Con los años, el caso siguió apareciendo como una cicatriz abierta. Y en 2023, una reconstrucción periodística volvió a ponerlo en foco, repasando cómo el expediente giró, cómo se sostuvo la absolución del viudo por “beneficio de la duda” y cómo el testimonio de la whiskería fue central para la condena de Arias, además del rol del encubrimiento por la venta del celular.
Lo más inquietante es que, incluso tiempo después, el caso siguió “conectando” con otras tramas. En 2024, notas sobre investigaciones a redes de venta de celulares en Córdoba recordaron el nombre de Alberto Flores como condenado por encubrimiento en el crimen de Lorena, y mencionaron movimientos alrededor de la compra/venta de ese teléfono en el circuito informal. Como si la historia se negara a quedar enterrada del todo.
Pero por encima de nombres y expedientes, lo que permanece es la imagen de Lorena: una joven profesional, una hija, una mujer que trabajaba en el negocio familiar y que no volvió a salir de ese baño. Y eso es lo que vuelve este caso insoportable: porque en un pueblo, la farmacia no es “un local”, es un punto de confianza. Cuando ese punto se quiebra, se quiebra algo más que una puerta.
También queda una conversación necesaria sobre señales y cuidados. Cuando alguien vive control, hostigamiento, amenazas o miedo dentro de una relación, no es “drama privado”: es una alarma. Y cuando el riesgo se mezcla con rutinas públicas —trabajo, horarios fijos, lugares conocidos—, la vulnerabilidad puede crecer sin que la víctima tenga margen para escaparse sola.

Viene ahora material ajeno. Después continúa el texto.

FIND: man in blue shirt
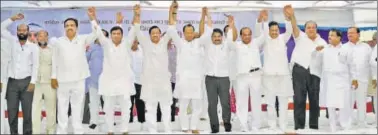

Si estás en Argentina y sentís que vos o alguien cercano está en peligro por violencia en el ámbito familiar o de pareja, ante urgencia llamá al 911. Para orientación y acompañamiento, existen líneas y dispositivos provinciales y municipales (varían según jurisdicción) y también podés recurrir a comisarías, fiscalías o juzgados de familia/violencia. Pedir ayuda a tiempo no “exagera”: te protege.
El caso Lorena Aubán dejó condenas, absoluciones y un pueblo marcado. Pero sobre todo dejó una advertencia: la violencia no siempre avisa con estruendo; a veces entra con una puerta abierta en una mañana fría, y lo cambia todo para siempre.